It plans to eradicate its 4 million-strong population of green iguanas by slaughtering them and selling the meat in the US, where prices for iguana steaks top USD13 a kilogram.
There are few natural predators in the northeastern Caribbean island territories of Puerto Rico and lizards now outnumber humans there. Iguanas are an introduced species. They can grow up to 1.8 metres long and live for 20 years.
One of the flashpoints is Luis Munoz Marin international airport in San Juan. Invasive iguanas, some of them massive, have halted plane landings by romping on the runway. Puerto Rico spends USD80,000 a year exterminating iguanas at the airport.

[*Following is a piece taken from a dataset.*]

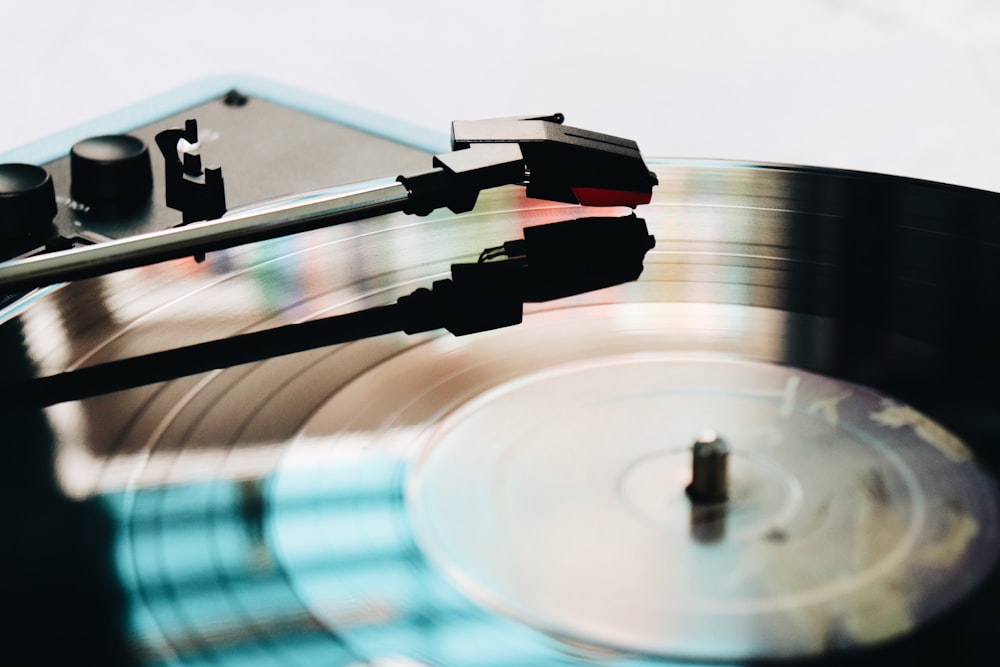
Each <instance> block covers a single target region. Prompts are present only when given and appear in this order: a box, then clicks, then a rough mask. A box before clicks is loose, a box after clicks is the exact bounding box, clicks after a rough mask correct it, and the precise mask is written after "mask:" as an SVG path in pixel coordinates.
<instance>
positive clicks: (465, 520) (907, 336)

Iguanas are to Puerto Rico as cane toads are to Australia – in terms of ecological impact, anyway. Cane toads came to Australia in the 1930s but Puerto Rico didn’t see its first iguana in the wild until the 1970s. Since then, the iguanas have bred wildly, taken over airport runways, burrowed under buildings and destroyed foundations.
Killing iguanas for export is seen as a novel, moneymaking solution. Puerto Rico’s Department of Health has approved a plan to train volunteers to capture iguanas alive and bring them to a processing centre for slaughter and export to the US, the Washington Post has reported.
Demand for iguana meat is high in US states with large populations of Latino and Asian immigrants, used to eating lizards.
Puerto Rico occupies a strange position politically, described as an “unincorporated territory of the United States”. It’s not officially a state and the US doesn’t like to use the word colony. Not that it matters much to the iguanas, unless they are planning a coup.